The phrase Mozart Effect conjures an image of a pregnant woman who, putting headphones conspicuously over her belly, is convinced that playing classical music to her unborn child will improve the kids' intelligence. But is there science to back up this idea, which has brought about a cottage industry of books, CDs and videos?
A short paper published in Nature in 1993 unwittingly introduced the supposed Mozart effect to the masses. Psychologist Frances Rauscher's study involved 36 college kids who listened to either 10 minutes of a Mozart sonata, a relaxation track or silence before performing several spatial reasoning tasks. In one test——determining what a paper folded several times over and then cut might look like when unfolded——students who listened to Mozart seemed to show significant improvement in their performance (by about eight to nine spatial IQ points).
In addition to a flood of commercial products in the wake of the finding, in 1998 then——Georgia governor Zell Miller mandated that mothers of newborns in the state be given classical music CDs. And in Florida, day care centers were required to broadcast symphonies through their sound systems.

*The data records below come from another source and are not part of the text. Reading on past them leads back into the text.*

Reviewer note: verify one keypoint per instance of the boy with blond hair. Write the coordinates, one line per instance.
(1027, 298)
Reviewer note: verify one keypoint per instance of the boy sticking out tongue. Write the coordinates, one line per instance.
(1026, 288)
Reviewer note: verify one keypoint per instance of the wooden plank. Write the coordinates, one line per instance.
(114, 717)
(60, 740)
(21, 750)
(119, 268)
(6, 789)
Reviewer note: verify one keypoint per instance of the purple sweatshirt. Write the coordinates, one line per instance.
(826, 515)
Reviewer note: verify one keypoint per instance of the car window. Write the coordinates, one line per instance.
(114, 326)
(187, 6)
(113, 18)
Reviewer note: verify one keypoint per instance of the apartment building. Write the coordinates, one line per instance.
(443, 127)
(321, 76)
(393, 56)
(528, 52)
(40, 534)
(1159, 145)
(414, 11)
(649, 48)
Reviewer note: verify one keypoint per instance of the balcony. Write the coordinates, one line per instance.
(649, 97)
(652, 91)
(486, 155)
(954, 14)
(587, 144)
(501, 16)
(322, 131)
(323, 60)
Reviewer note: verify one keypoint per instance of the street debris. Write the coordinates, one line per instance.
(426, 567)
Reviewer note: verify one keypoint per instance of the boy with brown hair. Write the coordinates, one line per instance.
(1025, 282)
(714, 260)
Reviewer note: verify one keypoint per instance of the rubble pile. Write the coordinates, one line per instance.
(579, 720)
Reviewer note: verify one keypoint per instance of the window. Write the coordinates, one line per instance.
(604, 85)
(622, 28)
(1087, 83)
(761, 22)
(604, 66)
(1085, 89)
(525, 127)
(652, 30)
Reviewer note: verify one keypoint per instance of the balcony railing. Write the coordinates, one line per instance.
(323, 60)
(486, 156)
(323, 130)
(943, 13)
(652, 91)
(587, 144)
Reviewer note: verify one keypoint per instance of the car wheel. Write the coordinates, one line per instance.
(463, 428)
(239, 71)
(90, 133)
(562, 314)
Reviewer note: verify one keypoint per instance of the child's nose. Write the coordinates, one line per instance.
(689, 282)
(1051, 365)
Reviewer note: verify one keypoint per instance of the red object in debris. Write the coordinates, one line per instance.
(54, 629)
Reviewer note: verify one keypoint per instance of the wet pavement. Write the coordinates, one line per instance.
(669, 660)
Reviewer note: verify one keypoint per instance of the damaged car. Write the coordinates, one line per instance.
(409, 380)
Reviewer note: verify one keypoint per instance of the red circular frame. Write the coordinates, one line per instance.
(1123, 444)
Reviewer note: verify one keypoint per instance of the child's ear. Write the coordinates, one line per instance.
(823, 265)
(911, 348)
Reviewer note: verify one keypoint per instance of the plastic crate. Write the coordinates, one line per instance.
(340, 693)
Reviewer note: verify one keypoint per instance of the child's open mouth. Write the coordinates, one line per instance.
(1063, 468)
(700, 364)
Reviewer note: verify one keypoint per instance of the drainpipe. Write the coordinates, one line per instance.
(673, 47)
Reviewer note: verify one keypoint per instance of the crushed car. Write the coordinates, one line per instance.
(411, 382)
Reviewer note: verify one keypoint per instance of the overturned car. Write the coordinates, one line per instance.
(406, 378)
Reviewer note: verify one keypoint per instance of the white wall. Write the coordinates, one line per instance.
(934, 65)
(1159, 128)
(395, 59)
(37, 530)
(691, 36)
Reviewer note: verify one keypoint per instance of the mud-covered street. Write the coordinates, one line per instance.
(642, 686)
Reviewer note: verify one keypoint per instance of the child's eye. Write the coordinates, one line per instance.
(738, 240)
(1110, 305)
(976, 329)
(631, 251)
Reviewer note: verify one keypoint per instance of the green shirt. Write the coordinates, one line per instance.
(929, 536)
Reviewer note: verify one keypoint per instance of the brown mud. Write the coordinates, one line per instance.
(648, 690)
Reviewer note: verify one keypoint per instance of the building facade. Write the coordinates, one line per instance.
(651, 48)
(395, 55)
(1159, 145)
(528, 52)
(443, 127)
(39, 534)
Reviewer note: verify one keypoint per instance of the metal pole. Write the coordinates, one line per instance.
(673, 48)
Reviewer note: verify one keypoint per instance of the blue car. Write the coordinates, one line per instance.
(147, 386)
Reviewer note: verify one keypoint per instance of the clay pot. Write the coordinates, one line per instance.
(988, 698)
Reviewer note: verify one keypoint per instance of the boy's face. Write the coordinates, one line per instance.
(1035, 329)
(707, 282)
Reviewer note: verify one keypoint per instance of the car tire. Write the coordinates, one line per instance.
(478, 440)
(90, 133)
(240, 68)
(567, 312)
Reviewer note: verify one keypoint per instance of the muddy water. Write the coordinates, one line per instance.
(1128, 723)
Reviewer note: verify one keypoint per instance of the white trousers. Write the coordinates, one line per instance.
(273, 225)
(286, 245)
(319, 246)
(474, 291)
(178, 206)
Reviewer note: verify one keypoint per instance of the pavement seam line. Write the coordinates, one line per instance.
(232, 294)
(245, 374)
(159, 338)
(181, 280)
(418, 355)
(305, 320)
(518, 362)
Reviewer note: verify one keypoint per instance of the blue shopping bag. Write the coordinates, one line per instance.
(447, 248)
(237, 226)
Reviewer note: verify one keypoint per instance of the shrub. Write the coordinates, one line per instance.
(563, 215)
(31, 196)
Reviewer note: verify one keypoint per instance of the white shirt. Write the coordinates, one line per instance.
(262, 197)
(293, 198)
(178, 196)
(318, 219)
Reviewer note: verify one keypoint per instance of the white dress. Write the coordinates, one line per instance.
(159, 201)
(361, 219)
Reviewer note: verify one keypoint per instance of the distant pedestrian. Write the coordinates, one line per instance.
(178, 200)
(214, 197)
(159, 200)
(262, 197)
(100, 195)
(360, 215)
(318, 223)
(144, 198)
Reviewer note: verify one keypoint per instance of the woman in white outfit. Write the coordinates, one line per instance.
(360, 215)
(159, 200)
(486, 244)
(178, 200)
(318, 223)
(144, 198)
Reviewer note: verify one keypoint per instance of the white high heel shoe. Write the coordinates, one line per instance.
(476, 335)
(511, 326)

Earlier this year, the Federal Ministry of Education and Research in Germany published a second review study from a cross-disciplinary team of musically inclined scientists who declared the phenomenon nonexistent. I would simply say that there is no compelling evidence that children who listen to classical music are going to have any improvement in cognitive abilities, adds Rauscher, now an associate professor of psychology at the University of Wisconsin-Oshkosh. It's really a myth, in my humble opinion.